The arrival of booster jabs makes the idea of compulsion harder still: if top-ups are needed every three to six months, how will this affect vaccine passports? Will people have to receive every top-up for the ongoing right to enjoy their liberty? Otto Schily, a minister in Gerhard Schröder’s government, yesterday pointed out that even Communist China isn’t considering mandatory vaccines. So where, he asked, will Merkel’s idea lead? Will Mr Scholz now yield to the activist lawyers advocating prison sentences for vaccine refuseniks?
The politics of all this is just as divisive in Italy, now in its 19th consecutive week of anti-restriction protests. Next week, it will bring in a “super green pass” where a negative test is no longer enough. Austria will start issuing fines for the unvaccinated from February, as Greece will do next month (but only for pensioners). Even Sweden, having defied the world for so long by rejecting mask-wearing and lockdowns, has now succumbed to vaccine passports. Britain is starting to look like the new Sweden: keeping calm and carrying on.
Sajid Javid, the Health Secretary, has flatly ruled out compulsory vaccination, seeing it as not just illiberal but counterproductive. “If you make the vaccine attractive, people will want it,” says one senior official. “If we start to threaten people, it all changes very quickly.” Right now, Britain has face masks on public transport. And non-binding advice from one minister to go easy on “snogging under the mistletoe”. And, so far, not much else.
This shows Javid’s difference in style. Rather than leaping to worst-case hypotheticals, he’s keeping his eye on the data – and they show virus levels still under control.
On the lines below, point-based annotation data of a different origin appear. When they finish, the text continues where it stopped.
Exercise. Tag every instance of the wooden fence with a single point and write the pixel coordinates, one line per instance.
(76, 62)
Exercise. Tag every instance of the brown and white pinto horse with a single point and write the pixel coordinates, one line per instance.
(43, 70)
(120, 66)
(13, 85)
Among pensioners, vaccine uptake is 93 per cent and antibody levels are at 98 per cent: figures unlikely to be pushed much higher by restrictions. The omicron variant could put everything back to square one – and if so, there are no end of emergency buttons to press. But so far, there is no cause for alarm.
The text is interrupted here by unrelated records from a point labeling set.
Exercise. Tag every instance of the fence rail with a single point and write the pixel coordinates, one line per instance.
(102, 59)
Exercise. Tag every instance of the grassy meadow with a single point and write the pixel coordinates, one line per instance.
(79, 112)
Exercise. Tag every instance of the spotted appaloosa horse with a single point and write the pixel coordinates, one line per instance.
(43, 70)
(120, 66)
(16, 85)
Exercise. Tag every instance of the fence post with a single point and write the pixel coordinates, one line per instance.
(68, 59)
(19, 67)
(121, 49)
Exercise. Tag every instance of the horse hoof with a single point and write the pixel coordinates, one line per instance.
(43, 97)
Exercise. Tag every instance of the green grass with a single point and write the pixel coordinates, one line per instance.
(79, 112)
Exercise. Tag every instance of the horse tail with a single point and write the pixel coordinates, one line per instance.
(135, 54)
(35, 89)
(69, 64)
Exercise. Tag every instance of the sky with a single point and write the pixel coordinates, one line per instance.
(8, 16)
Javid and others took plenty of political heat in the summer when they ended lockdown. The idea then was to face whatever Covid had in store when the health service was better able to take it – and specifically to be ready for winter. That’s why there is such reluctance to follow the rest of Europe into lockdown now. Why take the hit on the economy and the health service in anticipation of a variant that might not be so bad?
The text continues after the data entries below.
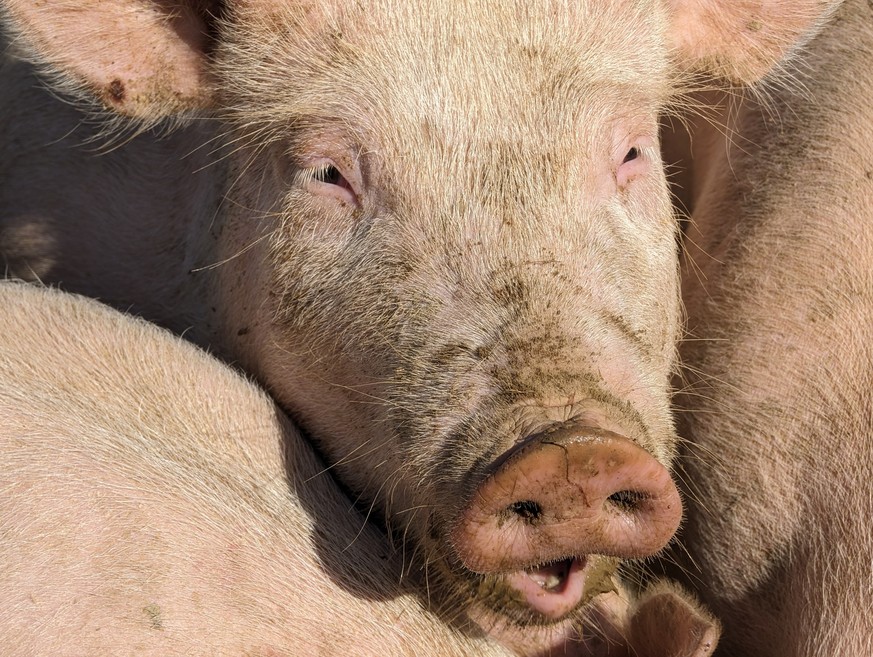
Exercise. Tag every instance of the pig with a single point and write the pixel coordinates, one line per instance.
(439, 233)
(778, 287)
(156, 502)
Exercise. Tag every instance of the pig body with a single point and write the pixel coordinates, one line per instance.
(156, 503)
(438, 232)
(778, 283)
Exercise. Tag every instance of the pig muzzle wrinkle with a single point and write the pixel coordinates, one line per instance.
(570, 491)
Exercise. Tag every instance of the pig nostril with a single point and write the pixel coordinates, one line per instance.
(627, 501)
(527, 510)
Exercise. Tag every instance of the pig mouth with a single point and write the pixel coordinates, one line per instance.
(543, 595)
(552, 590)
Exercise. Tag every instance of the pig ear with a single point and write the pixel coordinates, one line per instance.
(142, 58)
(742, 40)
(667, 622)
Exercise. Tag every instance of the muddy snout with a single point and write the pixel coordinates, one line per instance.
(568, 492)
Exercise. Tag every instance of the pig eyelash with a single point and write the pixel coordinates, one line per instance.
(633, 165)
(632, 154)
(329, 174)
(329, 180)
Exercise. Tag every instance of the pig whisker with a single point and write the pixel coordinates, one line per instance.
(219, 263)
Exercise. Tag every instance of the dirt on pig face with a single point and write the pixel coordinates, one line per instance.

Prof Philip Thomas, who predicted the third wave with modelling for Bristol University, envisages Covid steadily petering out over the next few weeks. Omicron has not (yet) changed his mind. Against this come studies – one from South Africa yesterday – saying there’s a decent chance that omicron has “substantial” ability to reinfect. It will be weeks, most likely, until anything is known for sure.
Nothing is ever certain with Covid, and bumps (like yesterday’s case spike) are a reminder of how quickly things might change. Inside No 10, there are plenty of people ready to reach for vaccine passports, given half an excuse. But even Sturgeon had to give up on her plan to roll them out when the evidence showed they didn’t work. There are plenty in Government who think ending lockdown in summer did enough to “save Christmas” and don’t want it imperilled now.
Last time around, Britain locked down longer and harder than anyone else in Europe. This time, Javid’s instinct is the opposite: not to jump too soon, trust the boosters and see what happens. Quite a gamble. But this time, it’s one the Government is willing to take.